Here's the data sheet, couldn't find anything about it.

I would think you’d to connect up like this, with P-channel MOSFETs.
Also see this application note - the WS2803 acts as the N-channel enable signal.

Somehow I don't think that chain of three LEDs is going to work with the more common sort of RGB LEDs.

I could be wrong ...

Just an example - the high power RGB LEDs are often 3 discrete LEDs in one package, and not common anode or cathode.

Well I had this Fritzing diagram showing how I intended to set it up using N-Channel MOSFETs. Positive current passes through the LEDs and into the drain of each MOFSET, the source is connected to both the power source ground and the arduino ground, and the WS2803 is connected to the gate. The problem I’m having in my head is how do I know what the voltage between the WS2803 and the MOFSETs will be. It seems like it’s normally determined by the forward voltage of the LEDs but the MOSFETs have no “forward voltage”.
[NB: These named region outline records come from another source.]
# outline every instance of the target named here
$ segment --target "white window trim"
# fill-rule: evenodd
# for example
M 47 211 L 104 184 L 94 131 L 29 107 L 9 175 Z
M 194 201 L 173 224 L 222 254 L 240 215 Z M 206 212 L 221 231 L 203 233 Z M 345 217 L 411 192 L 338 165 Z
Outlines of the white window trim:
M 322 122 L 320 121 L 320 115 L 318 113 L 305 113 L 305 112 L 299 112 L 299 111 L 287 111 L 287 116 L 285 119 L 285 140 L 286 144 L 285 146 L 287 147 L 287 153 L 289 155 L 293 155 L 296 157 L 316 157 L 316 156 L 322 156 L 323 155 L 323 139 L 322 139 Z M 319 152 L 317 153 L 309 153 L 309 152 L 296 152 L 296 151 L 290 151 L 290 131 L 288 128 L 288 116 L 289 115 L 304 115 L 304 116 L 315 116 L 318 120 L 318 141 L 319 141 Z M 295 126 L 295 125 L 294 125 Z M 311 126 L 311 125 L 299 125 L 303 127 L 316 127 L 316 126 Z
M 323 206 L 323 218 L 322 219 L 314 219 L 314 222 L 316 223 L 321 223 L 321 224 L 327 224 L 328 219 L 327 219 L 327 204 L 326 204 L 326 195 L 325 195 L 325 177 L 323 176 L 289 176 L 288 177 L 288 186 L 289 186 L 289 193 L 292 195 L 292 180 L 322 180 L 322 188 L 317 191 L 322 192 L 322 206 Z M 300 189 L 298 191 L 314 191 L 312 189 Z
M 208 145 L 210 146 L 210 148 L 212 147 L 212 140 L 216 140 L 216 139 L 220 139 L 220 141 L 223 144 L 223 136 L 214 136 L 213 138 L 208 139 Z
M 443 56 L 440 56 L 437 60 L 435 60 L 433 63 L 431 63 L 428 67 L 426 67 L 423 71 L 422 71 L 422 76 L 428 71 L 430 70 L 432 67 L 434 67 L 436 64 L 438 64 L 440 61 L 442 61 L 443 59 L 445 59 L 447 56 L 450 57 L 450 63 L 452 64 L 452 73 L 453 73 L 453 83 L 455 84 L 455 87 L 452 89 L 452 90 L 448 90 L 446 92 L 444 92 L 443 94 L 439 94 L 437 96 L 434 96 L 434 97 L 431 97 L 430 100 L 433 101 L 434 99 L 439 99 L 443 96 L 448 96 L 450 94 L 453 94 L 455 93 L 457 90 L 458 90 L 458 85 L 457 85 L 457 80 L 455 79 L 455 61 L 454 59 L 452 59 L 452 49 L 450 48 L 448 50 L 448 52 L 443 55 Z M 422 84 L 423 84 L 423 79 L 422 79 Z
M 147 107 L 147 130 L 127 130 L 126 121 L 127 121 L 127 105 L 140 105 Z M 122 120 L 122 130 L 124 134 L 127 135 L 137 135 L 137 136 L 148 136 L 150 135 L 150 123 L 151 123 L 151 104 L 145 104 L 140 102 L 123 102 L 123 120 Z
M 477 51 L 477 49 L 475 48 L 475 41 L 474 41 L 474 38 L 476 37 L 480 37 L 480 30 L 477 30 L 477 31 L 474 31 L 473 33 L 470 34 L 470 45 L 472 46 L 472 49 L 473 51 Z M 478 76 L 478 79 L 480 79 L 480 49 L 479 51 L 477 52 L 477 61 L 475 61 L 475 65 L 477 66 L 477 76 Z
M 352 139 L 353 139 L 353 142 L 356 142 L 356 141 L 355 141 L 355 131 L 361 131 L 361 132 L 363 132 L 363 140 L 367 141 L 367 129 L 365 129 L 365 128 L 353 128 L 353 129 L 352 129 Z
I think you will find the PWM output from the WS2803 to be like this, where a larger grey scale # will represent a wider negative pulse and a smaller grey scale # will represent a narrower negative pulse. The narrowest pulse will be 14uS.
Thus, P-channel with gate pulled to the LED source voltage is more appropriate. Voltage at the gate will be the same level as when the LEDs are in their off state. Select a resistor so that max current will be 20mA.
If I had a chip, I could connect up some LEDs and a 'scope and confirm.